In the great tradition of his time with Count Ossie, four new grounation furies — hypnotic, thunderous, urgent, mystical — with dubwise repeta, funde and bass drums embedding the Light Of Saba veteran’s gorgeous trombone classicism.
The opener is a rocking kumina rhythm, with ring-the-alarm metal percussion and exhortatory brass; Free The People swirls some apocalyptic reasoning into the foggy, thumping mix. Universe In Crisis is another emergency call, chuffing headlong down the grooves… before the beautiful, anthemic Chant takes a step back from the fire, closing with a sense of thankful, spiritual reconciliation, the expert drumming and lyrical bone-work in full effect.
Two no-flim-flam, cross-border, dub-wise stompers — paired with masterful versions — from the veteran, Kingston-based unit led by the trombonist of Count Ossie’s Mystic Revelation Of Rastafari and The Light Of Saba.

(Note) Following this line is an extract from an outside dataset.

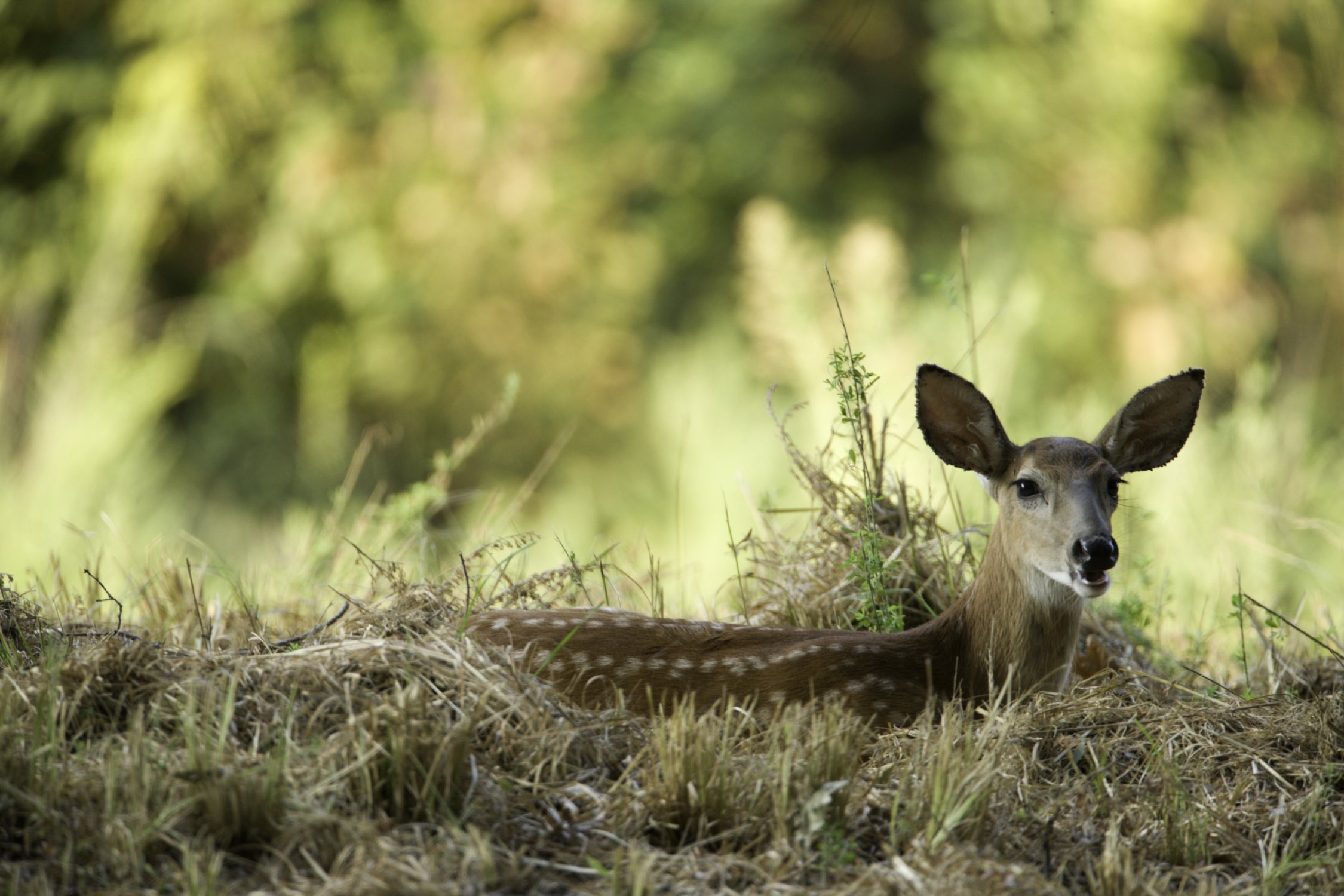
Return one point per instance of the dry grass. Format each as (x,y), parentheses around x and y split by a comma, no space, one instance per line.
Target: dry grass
(385,754)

Full, bone-heavy horns, swirling organ and rocking nyabinghi drumming; and with a storming dub.
Like a dream, but authoritatively, this remix from Jamaica magnificently crosses the Afrobeat of Fela Kuti with the grounation reggae tradition of Count Ossie.
This started out a couple of years ago as a grounation drumming session above the old headquarters of the Mystic Revelation Of Rastafari, in Wareika Hill, Kingston, JA. Four funde, a repeta and a bass drum. Back in London, contributing flute and guitar, Kenrick Diggory unbottled the deep rootical psychedelia and sheer awe of Hunting — the Keith-Hudson-versus-Count-Ossie wonder of the world — and Tapes added electronics, a shot of Drum Song… and a giddily intense binghi dub.